Elevated ER stress exacerbates dextran sulfate sodium-induced colitis in PRDX4-knockout mice

• Published in: Free radical biology & medicine Vol. 134; pp. 153 - 164
• Main Authors: Takagi, Tomohisa, Homma, Takujiro, Fujii, Junichi, Shirasawa, Nobuyuki, Yoriki, Hiroyuki, Hotta, Yuma, Higashimura, Yasuki, Mizushima, Katsura, Hirai, Yasuko, Katada, Kazuhiro, Uchiyama, Kazuhiko, Naito, Yuji, Itoh, Yoshito
• Format: Journal Article
• Language: English
• Published: United States Elsevier Inc 01.04.2019
• Subjects: Animals; Colitis - etiology; Colitis - metabolism; Colitis - pathology; Cytokines - metabolism; Dextran Sulfate - toxicity; Dextran sulfate sodium (DSS)-induced colitis; Endoplasmic Reticulum Stress; Female; Inflammation - etiology; Inflammation - metabolism; Inflammation - pathology; Mice; Mice, Inbred C57BL; Mice, Knockout; Peroxiredoxin 4 (PRDX4); Peroxiredoxins - physiology; PBS; SDS; TBS; DSS; HRP; TBST; DAI; ER; MPO; GPX; ERO1; Endoplasmic reticulum stress; BSA; PRDX; PDI; UPR; ROS; iNOS; Peroxiredoxin 4 (PRDX4); FITC-dextran; WT; Dextran sulfate sodium (DSS)-induced colitis
• ISSN: 0891-5849; 1873-4596
• DOI: 10.1016/j.freeradbiomed.2018.12.024

Peroxiredoxin 4 (PRDX4), a secretory protein that is preferentially retained in the endoplasmic reticulum (ER), is encoded by a gene located on the X chromosome and highly expressed in colonic tissue.
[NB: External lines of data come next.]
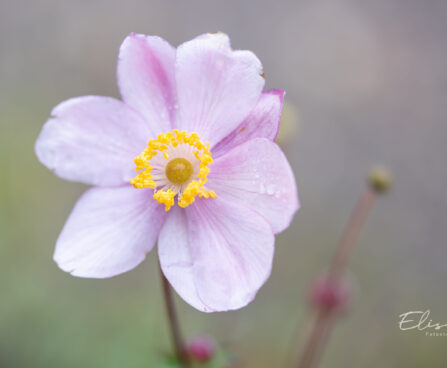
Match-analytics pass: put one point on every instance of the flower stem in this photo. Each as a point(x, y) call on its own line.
point(325, 318)
point(177, 340)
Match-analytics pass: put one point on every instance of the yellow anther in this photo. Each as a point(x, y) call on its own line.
point(179, 171)
point(165, 197)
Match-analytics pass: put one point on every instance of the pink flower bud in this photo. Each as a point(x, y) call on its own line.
point(201, 348)
point(330, 295)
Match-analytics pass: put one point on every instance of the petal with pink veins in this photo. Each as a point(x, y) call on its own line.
point(256, 174)
point(216, 254)
point(109, 232)
point(146, 79)
point(93, 140)
point(217, 87)
point(263, 122)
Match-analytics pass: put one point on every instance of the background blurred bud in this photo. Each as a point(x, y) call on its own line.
point(330, 295)
point(289, 126)
point(380, 179)
point(201, 348)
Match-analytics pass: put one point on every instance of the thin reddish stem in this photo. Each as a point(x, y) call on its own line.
point(177, 340)
point(324, 320)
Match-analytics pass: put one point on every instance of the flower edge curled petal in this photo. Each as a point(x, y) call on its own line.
point(212, 268)
point(146, 79)
point(263, 122)
point(217, 87)
point(109, 232)
point(68, 143)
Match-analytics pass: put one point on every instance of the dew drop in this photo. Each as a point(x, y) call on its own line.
point(271, 189)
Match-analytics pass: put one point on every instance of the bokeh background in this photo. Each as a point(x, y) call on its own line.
point(366, 83)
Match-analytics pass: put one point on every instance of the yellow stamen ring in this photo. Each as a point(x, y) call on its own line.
point(183, 174)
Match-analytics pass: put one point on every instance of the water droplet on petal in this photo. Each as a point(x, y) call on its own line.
point(271, 189)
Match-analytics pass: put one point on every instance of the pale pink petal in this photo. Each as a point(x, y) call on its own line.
point(93, 140)
point(263, 122)
point(217, 87)
point(146, 79)
point(109, 231)
point(256, 174)
point(216, 254)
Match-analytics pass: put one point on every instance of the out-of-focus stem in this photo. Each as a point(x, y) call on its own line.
point(177, 340)
point(324, 319)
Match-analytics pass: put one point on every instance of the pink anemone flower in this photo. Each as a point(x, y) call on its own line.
point(187, 160)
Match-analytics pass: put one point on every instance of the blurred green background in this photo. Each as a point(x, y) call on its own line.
point(366, 83)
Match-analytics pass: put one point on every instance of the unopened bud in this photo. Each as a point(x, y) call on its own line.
point(380, 180)
point(201, 349)
point(330, 295)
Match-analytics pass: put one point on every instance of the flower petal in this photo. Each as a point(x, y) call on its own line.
point(217, 87)
point(263, 122)
point(109, 232)
point(93, 140)
point(146, 79)
point(257, 174)
point(216, 254)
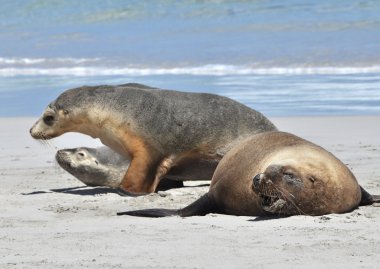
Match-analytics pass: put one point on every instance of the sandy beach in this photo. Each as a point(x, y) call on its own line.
point(48, 219)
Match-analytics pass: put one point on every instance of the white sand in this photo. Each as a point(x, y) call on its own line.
point(49, 220)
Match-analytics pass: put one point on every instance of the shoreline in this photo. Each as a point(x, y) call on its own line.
point(49, 219)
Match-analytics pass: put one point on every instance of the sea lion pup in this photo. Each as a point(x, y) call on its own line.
point(105, 167)
point(158, 130)
point(276, 173)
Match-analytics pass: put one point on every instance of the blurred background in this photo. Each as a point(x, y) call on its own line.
point(283, 58)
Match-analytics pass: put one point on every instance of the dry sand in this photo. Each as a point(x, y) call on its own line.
point(48, 219)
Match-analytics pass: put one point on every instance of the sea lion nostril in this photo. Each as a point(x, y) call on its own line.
point(256, 180)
In this study, we investigated the role of PRDX4 by means of male PRDX4-knockout (PRDX4-/y) mice in the development of intestinal inflammation using a dextran sulfate sodium (DSS)-induced colitis model. Acute colitis was induced with DSS (2.5% in drinking water) in wild-type (WT) and PRDX4-/y male C57BL/6 mice. Histological and biochemical analyses were performed on the colonic tissues. PRDX4 was mainly localized in the colonic epithelial cells in WT mice. The disease activity index (DAI) scores of PRDX4-/y mice were significantly higher compared to those of WT mice. Specifically, PRDX4-/y mice showed marked body weight loss and shortening of colon length compared to WT mice, whereas the myeloperoxidase levels were increased in PRDX4-/y compared to WT mice. In addition, the mRNA expression levels of TNF-α and IFN-γ were significantly higher in the colonic mucosa of PRDX4-/y compared to WT mice. Moreover, the levels of CHOP and activated caspase 3 were higher in the colonic tissues of PRDX4-/y compared to WT mice following treatment with DSS. The ER also showed greater expansion in PRDX4-/y than WT mice, which was consistent with severe ER stress under PRDX4 deficiency. Our results demonstrated that the lack of PRDX4 aggravated the colonic mucosal damage induced by DSS. Because PRDX4 functions as an ER thiol oxidase as well as an antioxidant, DSS induced oxidative damage and ER stress to a greater degree in PRDX4-/y than WT mice. These findings suggest that PRDX4 may represent a novel therapeutic molecule in intestinal inflammation. [Display omitted] •ER-retained peroxiredoxin 4 (PRDX4) protein is highly expressed in the colon.•PRDX4 localizes to colonic epithelial cells.•PRDX4-/y mice show high disease severity of colitis.•The oxidative damage and ER stress are higher in PRDX4-/y than WT mice.•PRDX4 may represent a novel therapeutic molecule in intestinal inflammation.